As you’ll begin to play at different levels, you’ll notice that the gameplay is confusing at first, and there aren’t many tutorials to help you start. Essentially, each level is the bad thoughts of a Belle – a girl -. In each level, you’ll have to get rid of the few Kleshas (monsters) that are there, which cleansing the poison with your Poisonette. In most levels, monsters will be constantly emerging from the poison as soon as enough is cleansed. You also do not have much room for error because if a Klesha charges you, most of them can drain MORE than half your energy in a single hit, and I thought that this game was on the hard side at first but as you progress the difficulty tones down.
As I progressed through the different levels of the Belles in this world, I noticed that each one was similar to Persona’s 5 cognitive palaces -albeit on a much smaller scale-. In fact, although the two games are vastly different, I think the Persona’5 memento might have been an inspiration for this game. Each level is the distorted mind of a different Belle and they are well designed although they do feel generic in the long run.
There’s also a story between the different characters you’ll meet outside the dungeons, which are like you – a human being with a Poisonette, and also having the same goal as you which is to be the first to get back to the world of the living. The characters are lovely and I thought that their interactions are funny.
There are also Heart-to-Heart sequences that happen quite a few times in the story and are when you can talk freely in one-on-one with your Poisonette as she’ll progressively open up to you. Depending on your answers when you’re offered the choice of replying, you’ll raise her in-dungeon stats.
With all that being said, there was one decision in this game that I had a hard time getting used to it even as I progressed further: ammo management. You begin with a shooting weapon having a puny amount of bullets (more unlocks as you progress), and it does take forever to reload it once it is empty. Since enemies are often pouring out of the poison, constantly waiting for your weapon to reload wasn’t fun, and made the game more difficult than it should be. Some enemies are even stronger than a complete ammo clip, so you can imagine how uncomfortable this is. When you progress, you’ll get more weapons that can be used at the same time, so you can use one while the other is reloading, but you’ll most likely reach a point where both are reloading anyway. As the last mention on this matter, the weapon will only auto-reload when the clip is empty. It honestly would have been miles better if it could auto-reload automatically when we are walking, instead of leaving me meet up with a new horde of enemies with a single bullet. This issue almost broke the experience for me, when I noticed that weapons can be upgraded in the main hub in the “Loadout” menu, which is another aspect that isn’t explained in the game.

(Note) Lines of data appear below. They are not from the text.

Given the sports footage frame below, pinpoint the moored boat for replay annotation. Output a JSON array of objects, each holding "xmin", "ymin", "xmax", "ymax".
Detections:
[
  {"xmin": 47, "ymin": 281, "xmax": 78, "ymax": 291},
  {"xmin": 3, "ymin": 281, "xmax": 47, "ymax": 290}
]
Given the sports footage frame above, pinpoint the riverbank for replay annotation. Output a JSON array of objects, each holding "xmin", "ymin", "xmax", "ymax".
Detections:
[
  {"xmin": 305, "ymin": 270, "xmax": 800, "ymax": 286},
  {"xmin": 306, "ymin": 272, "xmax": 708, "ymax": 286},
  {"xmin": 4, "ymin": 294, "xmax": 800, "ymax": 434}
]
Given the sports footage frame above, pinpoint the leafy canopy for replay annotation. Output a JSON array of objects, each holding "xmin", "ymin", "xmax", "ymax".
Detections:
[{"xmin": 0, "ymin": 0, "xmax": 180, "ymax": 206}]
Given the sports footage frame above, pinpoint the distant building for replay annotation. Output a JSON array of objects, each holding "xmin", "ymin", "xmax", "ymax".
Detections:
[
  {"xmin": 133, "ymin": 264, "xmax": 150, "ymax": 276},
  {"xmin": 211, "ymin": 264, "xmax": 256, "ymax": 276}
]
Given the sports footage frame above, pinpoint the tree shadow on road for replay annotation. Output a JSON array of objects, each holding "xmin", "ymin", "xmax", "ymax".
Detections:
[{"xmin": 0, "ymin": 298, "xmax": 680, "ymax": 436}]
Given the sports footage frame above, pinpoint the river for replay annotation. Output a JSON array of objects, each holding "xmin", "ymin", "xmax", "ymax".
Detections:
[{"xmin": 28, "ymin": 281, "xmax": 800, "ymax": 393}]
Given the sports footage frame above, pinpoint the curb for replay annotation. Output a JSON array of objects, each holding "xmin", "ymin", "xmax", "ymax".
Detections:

I also encountered a pretty disturbing bug when I was fighting the first boss. The combat was actually fun, but when I had completed draining his HP, he stopped moving and became immune to my hits. He continued to attack me, but there was nothing I could do. After a few moments, I left the level and redid it completely again (which was really annoying), and when I met him the second time he died normally when I depleted all of his HP.
As for Poison Control’s presentation, I was genuinely impressed by its unique art style which stands out from other releases. The overlay and text boxes are very well designed. The background soundtrack also has a few pretty catchy dungeon themes. The game runs at 60 frames per second normally, but I’ve seen it hang frequently when there are more monsters on screen.
Finally, there’s a full Trophy list in this game which can net you 18 bronze trophies, 11 silver, 5 gold, and a new Platinum. The game doesn’t seem like it would be particularly difficult to achieve the Platinum, and can be achieved in roughly 15 hours. Here’s a Poison Control Platinum guide that can help you.
Poison Control is a great surprise, with its killer interface, and great gameplay: I had fun with it. I did have a hard time figuring out the game at first since there are no tutorials and I did have a gripe against the ammo management, but this shouldn’t ward you off from an otherwise great game.
This Poison Control review is based on a PlayStation 4 code provided by Modus Games.